Regia di Fenton Bailey, Randy Barbato vedi scheda film
la pornografia è una ossessione per i dettagli, robert mapplethorpe ha una maniacale attenzione per i membri maschili, il suo e quelli degli altri uomini che fotografa. Le sue polaroid catturano erezioni e bizzarre posizioni in cui il cazzo è il perno della visione, la sua sola presenza diventa espressione di una sessualità anarchica e sganciata da qualsiasi forma di concettualismo. Il cazzo non è simbolo, non è metafora, è pura presenza di carne turgida e pulsante. Ancora più esoteriche e stranianti sono le fotografie dell’underground sadomaso e omosessuale di New York degli anni settanta, dove l’artista raggiunge forse l’apice della sua ricerca estetica. Queste immagini fuori da ogni ordinaria percezione sono bilanciate, nella sua carriera, dalle molteplici fotografie di fiori, alchemiche rappresentazioni di nature morte, cariche di mistero ed erotismo. Tra questi due poli, una moltitudine di altre foto, autoritratti, scatti improvvisi e ritratti di celebrità, quando ormai era diventato famoso e aveva capito, seguendo l’esempio di Andy Warhol, il modo per fare soldi.

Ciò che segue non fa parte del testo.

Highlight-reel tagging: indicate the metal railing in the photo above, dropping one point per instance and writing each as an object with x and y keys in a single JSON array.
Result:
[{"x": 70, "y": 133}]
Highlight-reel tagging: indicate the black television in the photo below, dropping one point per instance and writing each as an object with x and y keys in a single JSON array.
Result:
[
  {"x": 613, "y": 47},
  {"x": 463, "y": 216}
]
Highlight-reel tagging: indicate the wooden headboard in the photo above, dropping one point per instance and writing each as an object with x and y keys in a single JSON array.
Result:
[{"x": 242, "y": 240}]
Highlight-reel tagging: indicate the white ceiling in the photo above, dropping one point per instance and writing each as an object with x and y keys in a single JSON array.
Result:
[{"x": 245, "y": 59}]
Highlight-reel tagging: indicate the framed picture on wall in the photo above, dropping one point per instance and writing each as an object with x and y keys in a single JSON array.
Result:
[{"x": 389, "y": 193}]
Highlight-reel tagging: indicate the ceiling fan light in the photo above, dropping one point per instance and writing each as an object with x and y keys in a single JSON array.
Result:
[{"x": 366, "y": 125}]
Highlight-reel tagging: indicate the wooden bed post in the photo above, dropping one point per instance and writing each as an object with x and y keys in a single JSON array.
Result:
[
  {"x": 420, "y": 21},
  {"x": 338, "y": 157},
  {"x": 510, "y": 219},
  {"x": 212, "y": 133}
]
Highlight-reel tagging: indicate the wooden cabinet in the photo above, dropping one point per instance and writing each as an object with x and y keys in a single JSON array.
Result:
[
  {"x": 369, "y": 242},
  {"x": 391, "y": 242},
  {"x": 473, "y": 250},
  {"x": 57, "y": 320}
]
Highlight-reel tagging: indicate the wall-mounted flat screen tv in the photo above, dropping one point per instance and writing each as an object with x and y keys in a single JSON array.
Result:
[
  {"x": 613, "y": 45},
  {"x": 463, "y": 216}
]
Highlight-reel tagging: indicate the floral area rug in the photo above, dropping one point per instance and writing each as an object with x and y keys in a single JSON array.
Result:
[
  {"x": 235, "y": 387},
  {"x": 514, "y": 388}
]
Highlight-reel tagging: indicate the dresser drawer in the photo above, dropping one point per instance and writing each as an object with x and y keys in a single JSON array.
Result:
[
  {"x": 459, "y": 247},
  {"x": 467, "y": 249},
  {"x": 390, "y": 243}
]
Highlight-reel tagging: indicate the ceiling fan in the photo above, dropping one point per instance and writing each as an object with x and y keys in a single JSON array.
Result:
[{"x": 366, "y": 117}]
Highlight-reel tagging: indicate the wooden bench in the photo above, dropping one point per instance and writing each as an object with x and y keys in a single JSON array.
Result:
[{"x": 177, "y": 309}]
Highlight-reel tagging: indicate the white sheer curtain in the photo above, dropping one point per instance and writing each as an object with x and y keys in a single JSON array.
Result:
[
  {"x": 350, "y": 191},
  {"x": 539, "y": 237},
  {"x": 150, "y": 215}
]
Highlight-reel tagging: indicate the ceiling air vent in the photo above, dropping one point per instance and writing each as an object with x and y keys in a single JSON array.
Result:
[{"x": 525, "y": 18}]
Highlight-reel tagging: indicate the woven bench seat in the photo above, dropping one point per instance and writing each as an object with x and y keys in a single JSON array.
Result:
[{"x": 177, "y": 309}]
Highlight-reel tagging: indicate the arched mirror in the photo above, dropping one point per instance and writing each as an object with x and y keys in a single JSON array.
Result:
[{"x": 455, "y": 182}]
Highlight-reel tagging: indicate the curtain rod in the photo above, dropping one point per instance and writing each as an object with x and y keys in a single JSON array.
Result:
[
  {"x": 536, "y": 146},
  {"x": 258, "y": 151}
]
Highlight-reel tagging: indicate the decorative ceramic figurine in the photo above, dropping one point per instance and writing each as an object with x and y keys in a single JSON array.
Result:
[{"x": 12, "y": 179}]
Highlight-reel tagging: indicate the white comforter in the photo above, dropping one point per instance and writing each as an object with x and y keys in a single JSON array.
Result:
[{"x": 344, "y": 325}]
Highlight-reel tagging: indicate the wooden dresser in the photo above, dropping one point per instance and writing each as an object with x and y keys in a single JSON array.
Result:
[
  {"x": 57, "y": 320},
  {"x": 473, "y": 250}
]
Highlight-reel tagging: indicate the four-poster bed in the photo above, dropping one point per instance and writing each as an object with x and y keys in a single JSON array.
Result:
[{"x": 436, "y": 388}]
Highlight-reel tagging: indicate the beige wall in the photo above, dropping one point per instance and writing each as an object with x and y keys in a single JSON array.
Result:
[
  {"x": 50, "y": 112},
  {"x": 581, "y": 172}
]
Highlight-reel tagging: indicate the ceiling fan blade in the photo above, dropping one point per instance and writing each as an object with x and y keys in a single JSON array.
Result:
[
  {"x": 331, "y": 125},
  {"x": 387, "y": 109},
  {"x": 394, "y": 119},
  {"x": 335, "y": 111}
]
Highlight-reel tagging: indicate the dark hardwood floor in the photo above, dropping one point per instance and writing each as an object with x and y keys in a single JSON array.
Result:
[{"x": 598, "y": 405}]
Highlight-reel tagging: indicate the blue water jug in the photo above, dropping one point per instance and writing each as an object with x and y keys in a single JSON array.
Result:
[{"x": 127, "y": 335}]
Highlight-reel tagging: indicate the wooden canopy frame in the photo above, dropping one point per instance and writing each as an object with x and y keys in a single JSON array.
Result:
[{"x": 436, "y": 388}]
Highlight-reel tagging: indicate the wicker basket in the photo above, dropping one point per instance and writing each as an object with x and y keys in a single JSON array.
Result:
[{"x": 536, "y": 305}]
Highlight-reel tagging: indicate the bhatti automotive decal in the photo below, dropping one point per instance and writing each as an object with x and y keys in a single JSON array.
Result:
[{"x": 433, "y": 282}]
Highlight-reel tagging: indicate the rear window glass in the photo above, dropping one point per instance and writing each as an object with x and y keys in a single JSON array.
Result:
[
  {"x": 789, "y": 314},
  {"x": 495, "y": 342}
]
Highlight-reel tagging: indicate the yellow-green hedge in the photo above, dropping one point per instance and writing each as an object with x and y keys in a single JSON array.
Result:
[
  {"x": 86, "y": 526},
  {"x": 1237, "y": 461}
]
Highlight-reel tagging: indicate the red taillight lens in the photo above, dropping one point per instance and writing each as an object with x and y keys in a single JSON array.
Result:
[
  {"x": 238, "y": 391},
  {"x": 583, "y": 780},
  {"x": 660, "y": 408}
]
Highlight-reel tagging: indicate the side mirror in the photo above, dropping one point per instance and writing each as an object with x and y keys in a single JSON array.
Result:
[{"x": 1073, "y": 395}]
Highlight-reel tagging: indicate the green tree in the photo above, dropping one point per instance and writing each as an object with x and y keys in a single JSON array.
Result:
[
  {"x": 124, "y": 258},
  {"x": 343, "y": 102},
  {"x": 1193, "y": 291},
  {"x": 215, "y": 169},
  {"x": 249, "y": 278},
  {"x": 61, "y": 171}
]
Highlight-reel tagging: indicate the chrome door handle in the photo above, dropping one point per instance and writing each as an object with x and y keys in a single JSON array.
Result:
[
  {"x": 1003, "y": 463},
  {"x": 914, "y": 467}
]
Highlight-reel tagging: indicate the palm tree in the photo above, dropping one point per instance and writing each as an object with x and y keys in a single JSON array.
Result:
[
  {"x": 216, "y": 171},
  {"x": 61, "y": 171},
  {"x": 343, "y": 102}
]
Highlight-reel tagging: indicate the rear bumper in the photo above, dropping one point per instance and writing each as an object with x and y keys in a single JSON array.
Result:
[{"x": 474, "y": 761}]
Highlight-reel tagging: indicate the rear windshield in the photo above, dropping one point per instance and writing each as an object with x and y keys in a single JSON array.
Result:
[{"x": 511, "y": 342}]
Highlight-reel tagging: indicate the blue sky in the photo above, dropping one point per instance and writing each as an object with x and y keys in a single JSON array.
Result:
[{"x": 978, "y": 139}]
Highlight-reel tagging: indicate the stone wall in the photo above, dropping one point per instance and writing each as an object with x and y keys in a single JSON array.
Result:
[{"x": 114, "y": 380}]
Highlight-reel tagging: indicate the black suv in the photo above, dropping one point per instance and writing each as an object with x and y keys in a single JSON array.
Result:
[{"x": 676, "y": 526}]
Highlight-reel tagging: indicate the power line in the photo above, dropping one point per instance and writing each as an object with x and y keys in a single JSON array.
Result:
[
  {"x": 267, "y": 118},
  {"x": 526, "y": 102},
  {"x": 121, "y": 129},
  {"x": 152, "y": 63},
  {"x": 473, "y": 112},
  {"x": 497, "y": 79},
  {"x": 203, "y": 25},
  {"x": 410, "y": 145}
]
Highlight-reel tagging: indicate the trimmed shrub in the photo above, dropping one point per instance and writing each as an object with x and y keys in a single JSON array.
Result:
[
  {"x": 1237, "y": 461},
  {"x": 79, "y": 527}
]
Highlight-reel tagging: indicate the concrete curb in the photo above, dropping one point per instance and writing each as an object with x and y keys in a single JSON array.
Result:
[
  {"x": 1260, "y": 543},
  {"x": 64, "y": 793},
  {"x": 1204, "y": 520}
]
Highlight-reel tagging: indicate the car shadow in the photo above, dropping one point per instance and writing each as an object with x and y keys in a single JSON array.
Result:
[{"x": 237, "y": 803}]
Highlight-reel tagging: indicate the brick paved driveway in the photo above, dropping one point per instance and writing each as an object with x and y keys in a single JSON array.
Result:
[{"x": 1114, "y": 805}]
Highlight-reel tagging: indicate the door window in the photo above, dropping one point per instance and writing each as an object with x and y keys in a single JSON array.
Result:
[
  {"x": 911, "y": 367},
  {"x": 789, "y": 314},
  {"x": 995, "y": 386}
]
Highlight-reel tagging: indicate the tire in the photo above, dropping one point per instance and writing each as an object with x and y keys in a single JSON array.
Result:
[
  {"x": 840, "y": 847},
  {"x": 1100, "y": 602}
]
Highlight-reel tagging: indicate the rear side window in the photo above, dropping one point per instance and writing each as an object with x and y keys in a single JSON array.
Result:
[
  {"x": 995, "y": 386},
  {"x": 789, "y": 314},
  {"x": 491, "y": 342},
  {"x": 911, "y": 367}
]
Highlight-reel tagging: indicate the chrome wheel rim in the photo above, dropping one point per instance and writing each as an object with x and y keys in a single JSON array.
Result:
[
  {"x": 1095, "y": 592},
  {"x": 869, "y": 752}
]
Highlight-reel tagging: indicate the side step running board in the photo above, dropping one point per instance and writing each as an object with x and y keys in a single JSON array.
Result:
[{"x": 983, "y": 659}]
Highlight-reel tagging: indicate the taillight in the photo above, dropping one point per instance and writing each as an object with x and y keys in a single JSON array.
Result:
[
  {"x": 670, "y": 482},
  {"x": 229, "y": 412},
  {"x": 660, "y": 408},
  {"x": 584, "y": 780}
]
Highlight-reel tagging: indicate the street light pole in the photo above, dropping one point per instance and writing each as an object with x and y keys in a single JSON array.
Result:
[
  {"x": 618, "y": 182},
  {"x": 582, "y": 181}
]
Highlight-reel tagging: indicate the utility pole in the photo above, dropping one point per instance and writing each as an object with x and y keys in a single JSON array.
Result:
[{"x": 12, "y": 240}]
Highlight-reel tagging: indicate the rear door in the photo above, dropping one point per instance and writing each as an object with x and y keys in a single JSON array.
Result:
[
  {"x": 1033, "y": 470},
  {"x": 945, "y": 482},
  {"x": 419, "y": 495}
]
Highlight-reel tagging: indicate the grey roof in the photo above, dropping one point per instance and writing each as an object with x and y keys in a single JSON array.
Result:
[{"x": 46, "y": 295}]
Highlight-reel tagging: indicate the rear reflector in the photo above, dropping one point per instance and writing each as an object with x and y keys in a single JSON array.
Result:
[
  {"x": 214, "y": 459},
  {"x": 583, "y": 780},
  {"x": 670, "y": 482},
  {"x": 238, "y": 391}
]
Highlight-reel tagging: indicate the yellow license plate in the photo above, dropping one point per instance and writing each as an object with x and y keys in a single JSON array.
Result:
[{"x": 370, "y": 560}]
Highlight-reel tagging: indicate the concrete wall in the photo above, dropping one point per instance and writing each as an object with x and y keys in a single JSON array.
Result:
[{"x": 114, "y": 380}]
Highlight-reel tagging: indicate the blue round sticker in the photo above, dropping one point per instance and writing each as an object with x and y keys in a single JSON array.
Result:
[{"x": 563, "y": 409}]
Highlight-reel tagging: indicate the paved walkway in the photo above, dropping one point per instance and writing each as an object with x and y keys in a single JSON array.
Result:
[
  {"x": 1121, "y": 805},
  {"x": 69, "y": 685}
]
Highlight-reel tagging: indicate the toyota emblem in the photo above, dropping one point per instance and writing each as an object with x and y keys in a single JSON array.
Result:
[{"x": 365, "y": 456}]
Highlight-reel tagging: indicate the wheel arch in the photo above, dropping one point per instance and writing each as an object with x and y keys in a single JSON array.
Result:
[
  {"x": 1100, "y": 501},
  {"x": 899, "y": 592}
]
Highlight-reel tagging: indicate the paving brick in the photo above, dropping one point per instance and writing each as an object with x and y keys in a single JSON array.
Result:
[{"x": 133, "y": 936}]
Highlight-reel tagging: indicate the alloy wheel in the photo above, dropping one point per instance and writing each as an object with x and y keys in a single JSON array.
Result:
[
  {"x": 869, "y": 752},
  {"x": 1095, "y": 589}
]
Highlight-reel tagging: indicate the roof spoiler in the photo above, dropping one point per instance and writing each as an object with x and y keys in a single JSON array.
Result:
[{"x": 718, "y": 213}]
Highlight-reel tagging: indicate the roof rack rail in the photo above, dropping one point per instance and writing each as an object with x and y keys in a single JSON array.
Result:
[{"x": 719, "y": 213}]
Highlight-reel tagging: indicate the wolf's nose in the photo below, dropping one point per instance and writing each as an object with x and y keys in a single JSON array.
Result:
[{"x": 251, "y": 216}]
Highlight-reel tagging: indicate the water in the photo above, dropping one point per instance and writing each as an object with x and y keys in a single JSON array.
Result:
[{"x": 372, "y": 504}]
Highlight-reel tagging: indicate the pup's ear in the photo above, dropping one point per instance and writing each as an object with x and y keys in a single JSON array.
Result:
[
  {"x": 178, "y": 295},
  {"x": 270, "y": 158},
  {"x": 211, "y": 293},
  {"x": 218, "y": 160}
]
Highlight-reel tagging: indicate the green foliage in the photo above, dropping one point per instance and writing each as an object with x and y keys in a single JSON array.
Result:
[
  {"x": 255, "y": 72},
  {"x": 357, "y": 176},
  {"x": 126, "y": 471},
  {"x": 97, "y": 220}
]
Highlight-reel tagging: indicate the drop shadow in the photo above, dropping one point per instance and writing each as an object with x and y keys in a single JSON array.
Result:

Il documentario racconta in maniera cronologica la vita di Mapplethorpe, alternando le interviste ad amici, familiari ed altri artisti alle immagini (molte, senza censura) delle sue foto, ci fa entrare negli archivi di un museo dove sono tenuti gran parte dei suoi lavori, la voce registrata del fotografo ci avvicina alla sua persona, al suo modo di pensare, ma le sue opere non hanno bisogno di commenti, colpiscono a fondo e mostrano le sue ossessioni e ciò che più amava: i corpi degli afroamericani, la scena bdsm con le sue pratiche e i suoi costumi, i fiori, i cazzi e l’immagine di sé stesso come espressione di assoluta libertà creativa.